Lionell Carolle takımı her ne kadar "mağlup etmeye gayret etse (!)" de Semih Konya'dan galip çıkmak için elinden geleni yaptı. Serdar Aziz'in sakatlığı, Chedjou'nun "ipinin çekilmesi" sonrası formayı sırtına geçiren Semih, Ahmet Çalık'ın ciddi bir bonservis ücreti karşılığında takıma katılmasıyla ilk onbirde yerinin "garanti" olmadığını görmüş olacak ki, Fatih Terim'in elinde ilk çıkış yaptığı sezona benzer bir oyun sergiledi. Sadece o değildi tabii, kendisini gösteren, Linnes de "Sabri ileride oynayacaksa, sağ bek bana emanet" dercesine yıldızları hanesine yazdırırken, hücuma çıkışları, adam eksiltmeleri ve orta yapmadan önce kafasını kaldırıp "görerek" orta yapmasıyla "hücumu de severim" mesajı verdi. Geçen hafta bir programda Mustafa Denizli, Linnes için "Ben onu transfer ederken klasik bir sağ bek değil, sağ açık da oynayabilecek bir topçu olarak almıştım" diyordu, Riekerink hoca Norveçli'yi oralarda da kullanabilir.

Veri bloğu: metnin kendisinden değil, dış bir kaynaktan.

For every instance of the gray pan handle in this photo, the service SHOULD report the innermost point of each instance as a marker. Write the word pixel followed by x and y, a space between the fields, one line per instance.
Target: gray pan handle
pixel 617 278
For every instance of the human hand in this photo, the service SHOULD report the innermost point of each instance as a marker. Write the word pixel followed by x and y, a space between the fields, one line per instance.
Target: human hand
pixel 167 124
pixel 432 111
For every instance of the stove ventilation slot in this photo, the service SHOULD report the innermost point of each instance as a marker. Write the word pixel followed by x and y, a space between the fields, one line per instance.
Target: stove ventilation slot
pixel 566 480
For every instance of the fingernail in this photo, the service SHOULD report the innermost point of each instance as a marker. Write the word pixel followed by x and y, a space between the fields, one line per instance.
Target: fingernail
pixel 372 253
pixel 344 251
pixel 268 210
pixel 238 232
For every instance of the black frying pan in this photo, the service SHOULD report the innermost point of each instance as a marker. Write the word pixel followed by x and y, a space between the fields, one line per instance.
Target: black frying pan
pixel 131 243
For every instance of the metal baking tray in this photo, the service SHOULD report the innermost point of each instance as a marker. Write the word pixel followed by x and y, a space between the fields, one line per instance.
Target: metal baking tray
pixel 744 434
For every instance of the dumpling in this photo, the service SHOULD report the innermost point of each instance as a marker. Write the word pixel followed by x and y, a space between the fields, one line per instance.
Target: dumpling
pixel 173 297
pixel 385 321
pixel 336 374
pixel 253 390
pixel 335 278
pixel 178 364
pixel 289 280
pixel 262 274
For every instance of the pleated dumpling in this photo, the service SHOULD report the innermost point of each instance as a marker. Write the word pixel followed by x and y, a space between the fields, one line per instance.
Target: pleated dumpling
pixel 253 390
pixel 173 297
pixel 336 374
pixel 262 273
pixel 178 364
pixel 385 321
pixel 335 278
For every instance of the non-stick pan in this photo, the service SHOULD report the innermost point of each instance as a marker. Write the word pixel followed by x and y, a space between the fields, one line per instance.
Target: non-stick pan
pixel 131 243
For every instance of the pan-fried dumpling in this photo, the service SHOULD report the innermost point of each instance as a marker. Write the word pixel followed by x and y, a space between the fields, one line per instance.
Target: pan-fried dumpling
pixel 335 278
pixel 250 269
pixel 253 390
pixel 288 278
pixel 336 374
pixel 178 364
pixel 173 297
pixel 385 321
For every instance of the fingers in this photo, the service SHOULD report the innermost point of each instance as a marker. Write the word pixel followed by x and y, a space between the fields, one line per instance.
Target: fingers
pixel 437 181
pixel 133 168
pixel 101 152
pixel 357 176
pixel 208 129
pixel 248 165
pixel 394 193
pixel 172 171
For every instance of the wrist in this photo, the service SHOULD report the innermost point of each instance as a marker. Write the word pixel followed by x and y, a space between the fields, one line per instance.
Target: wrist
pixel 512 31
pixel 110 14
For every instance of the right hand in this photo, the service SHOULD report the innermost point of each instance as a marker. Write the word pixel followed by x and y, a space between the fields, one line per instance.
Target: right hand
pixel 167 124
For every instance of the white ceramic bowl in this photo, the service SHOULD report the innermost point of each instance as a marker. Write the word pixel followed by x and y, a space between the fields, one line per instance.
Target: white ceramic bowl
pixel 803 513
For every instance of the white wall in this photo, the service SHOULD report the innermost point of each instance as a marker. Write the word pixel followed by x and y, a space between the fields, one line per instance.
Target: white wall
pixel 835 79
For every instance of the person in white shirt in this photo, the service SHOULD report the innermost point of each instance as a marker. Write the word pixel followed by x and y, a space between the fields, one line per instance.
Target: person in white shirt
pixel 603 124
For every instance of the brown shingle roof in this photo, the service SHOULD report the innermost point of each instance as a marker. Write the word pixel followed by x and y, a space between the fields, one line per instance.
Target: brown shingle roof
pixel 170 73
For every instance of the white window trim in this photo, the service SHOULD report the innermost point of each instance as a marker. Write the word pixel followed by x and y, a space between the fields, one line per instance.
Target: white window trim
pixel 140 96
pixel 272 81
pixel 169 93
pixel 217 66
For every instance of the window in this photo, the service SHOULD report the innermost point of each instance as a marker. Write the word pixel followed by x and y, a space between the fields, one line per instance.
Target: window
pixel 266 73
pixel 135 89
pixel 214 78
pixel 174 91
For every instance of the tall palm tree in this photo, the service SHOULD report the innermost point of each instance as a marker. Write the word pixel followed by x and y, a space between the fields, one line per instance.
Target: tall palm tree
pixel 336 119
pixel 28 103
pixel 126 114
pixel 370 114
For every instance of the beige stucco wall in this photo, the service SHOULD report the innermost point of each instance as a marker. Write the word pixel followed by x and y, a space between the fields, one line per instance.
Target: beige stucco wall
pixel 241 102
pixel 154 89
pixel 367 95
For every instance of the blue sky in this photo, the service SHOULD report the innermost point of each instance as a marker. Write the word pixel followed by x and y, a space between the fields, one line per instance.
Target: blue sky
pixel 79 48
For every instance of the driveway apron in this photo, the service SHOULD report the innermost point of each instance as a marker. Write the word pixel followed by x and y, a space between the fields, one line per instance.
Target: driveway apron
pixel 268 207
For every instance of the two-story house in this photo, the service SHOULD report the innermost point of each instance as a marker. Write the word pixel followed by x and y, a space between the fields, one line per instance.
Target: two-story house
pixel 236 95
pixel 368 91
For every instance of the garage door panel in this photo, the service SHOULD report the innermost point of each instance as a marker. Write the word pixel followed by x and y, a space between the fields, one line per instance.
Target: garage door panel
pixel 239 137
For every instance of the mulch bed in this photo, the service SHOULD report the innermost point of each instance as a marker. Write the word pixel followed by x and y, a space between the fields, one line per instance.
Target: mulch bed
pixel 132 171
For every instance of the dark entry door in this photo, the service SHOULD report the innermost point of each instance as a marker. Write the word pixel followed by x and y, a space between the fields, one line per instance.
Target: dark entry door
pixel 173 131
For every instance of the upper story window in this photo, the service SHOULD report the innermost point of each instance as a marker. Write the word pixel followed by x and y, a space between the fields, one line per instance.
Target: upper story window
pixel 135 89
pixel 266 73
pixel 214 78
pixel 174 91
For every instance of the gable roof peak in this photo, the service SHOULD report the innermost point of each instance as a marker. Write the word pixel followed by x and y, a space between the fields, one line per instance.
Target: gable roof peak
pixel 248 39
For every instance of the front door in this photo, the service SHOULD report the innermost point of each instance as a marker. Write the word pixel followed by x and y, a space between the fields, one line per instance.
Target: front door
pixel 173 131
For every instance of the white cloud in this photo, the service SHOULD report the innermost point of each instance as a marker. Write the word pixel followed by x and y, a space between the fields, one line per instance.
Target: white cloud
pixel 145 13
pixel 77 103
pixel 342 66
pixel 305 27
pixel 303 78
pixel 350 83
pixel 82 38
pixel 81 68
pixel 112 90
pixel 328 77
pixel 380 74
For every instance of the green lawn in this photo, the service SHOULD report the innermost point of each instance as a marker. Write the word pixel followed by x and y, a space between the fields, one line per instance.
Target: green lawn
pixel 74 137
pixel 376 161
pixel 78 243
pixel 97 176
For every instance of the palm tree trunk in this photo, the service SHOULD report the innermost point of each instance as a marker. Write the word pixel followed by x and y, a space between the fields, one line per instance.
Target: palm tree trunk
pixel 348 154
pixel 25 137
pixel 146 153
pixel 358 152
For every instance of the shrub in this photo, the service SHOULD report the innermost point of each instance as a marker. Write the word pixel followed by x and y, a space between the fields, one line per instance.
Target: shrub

Belki Norveçli'yi Konya karşısında kanatta denemedi Hollandalı hoca ama futbola orta saha ve hucum oyuncusu olarak başlayıp, sonradan sağ beke devşirilen Sabri'yi sürdü Konyanın sol beki üzerine. Mücadeleci yapısı, inatla pres yapması ile Sabri görevini yerine getirdi, bir de gol atarak galibiyette pay sahibi oldu. Maçı anlatan spiker "Sabri 5 yıl sonra gol attı" derken, çok tuhaf geldi, zira bizim bildiğimiz Sabri "Reyiz" her sezon öyle böyle gol atardı, hayret. İnatçılığı dedik ya, Sabri golde ısrarcılığının ödülü aldı, ben golcüyüm diyen bir çok forvet ilk vuruşu kaleci kurtardığında "elleri başında" ahlar vahlar içinde kalırken, Sabri iyi bir refleksle dönen topu kaleciye ikinci şans vermeden filelere yolladı.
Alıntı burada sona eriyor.